Nella stagione 2006/2007 Loretta decide di tornare al teatro con un one woman show intitolato SE STASERA SONO QUI… ideato e curato su misura per lei da Gianni Brezza che ne firma la regia. Un appuntamento impedibile in cui la Goggi ripropone che l’hanno resa grande, da MALEDETTA PRIMAVERA a IO NASCERO’, passando per l’ARIA DEL SABATO SERA e le imitazioni che l’hanno fatta diventare la migliore e impareggiabile imitatrice italiana. Con lei sul palco una grande orchestra e un corpo di ballo composto da dieci ballerini che l’accompagnano. Loretta Goggi è in scena al Teatro Manzoni di Milano dal 5 dicembre 2006 al 7 gennaio 2007.
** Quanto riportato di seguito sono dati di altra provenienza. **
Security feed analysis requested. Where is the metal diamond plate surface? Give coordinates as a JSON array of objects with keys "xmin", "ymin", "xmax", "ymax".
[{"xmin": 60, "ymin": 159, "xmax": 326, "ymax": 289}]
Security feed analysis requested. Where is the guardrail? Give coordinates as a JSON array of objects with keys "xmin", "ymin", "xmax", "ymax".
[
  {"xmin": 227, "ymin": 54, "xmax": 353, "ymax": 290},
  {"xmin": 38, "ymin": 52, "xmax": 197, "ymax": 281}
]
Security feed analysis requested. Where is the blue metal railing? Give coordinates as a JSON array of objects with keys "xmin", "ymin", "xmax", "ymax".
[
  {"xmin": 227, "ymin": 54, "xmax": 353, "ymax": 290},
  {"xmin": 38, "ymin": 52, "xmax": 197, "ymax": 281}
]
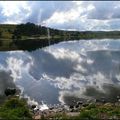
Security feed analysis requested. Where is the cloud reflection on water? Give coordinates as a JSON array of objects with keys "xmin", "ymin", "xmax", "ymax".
[{"xmin": 0, "ymin": 40, "xmax": 120, "ymax": 104}]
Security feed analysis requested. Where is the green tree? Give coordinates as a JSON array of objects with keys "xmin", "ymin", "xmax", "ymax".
[{"xmin": 0, "ymin": 97, "xmax": 32, "ymax": 120}]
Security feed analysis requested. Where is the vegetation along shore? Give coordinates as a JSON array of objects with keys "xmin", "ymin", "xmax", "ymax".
[{"xmin": 0, "ymin": 22, "xmax": 120, "ymax": 51}]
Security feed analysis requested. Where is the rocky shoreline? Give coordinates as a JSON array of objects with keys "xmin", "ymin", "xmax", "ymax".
[{"xmin": 30, "ymin": 96, "xmax": 120, "ymax": 120}]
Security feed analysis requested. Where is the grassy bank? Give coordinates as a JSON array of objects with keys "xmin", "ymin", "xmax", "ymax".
[{"xmin": 0, "ymin": 23, "xmax": 120, "ymax": 51}]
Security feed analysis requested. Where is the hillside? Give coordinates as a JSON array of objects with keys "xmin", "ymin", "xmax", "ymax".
[{"xmin": 0, "ymin": 22, "xmax": 120, "ymax": 51}]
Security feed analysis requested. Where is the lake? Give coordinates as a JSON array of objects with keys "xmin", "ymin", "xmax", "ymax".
[{"xmin": 0, "ymin": 39, "xmax": 120, "ymax": 105}]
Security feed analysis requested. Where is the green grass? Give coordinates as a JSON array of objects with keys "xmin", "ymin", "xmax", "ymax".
[
  {"xmin": 0, "ymin": 97, "xmax": 32, "ymax": 120},
  {"xmin": 49, "ymin": 103, "xmax": 120, "ymax": 120}
]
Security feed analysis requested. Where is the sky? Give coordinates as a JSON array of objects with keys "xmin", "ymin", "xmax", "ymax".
[{"xmin": 0, "ymin": 1, "xmax": 120, "ymax": 31}]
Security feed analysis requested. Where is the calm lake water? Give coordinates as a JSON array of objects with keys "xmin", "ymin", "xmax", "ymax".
[{"xmin": 0, "ymin": 39, "xmax": 120, "ymax": 105}]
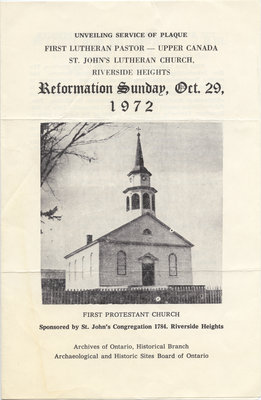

Versatile, poliedrica, simpatica, affascinante, coinvolgente, carismatica, trascinante. Tanti aggettivi per descrivere l’unica artista italiana così completa da mettere la A maiuscola. Dopo aver lavorato con tutti i più grandi della televisione italiana Loretta, essersi misurata nei poliedrici ruoli di cantante, doppiatrice, attrice cinematografica e presentatrice, Loretta è approdata al teatro dove ha sbancato i botteghini.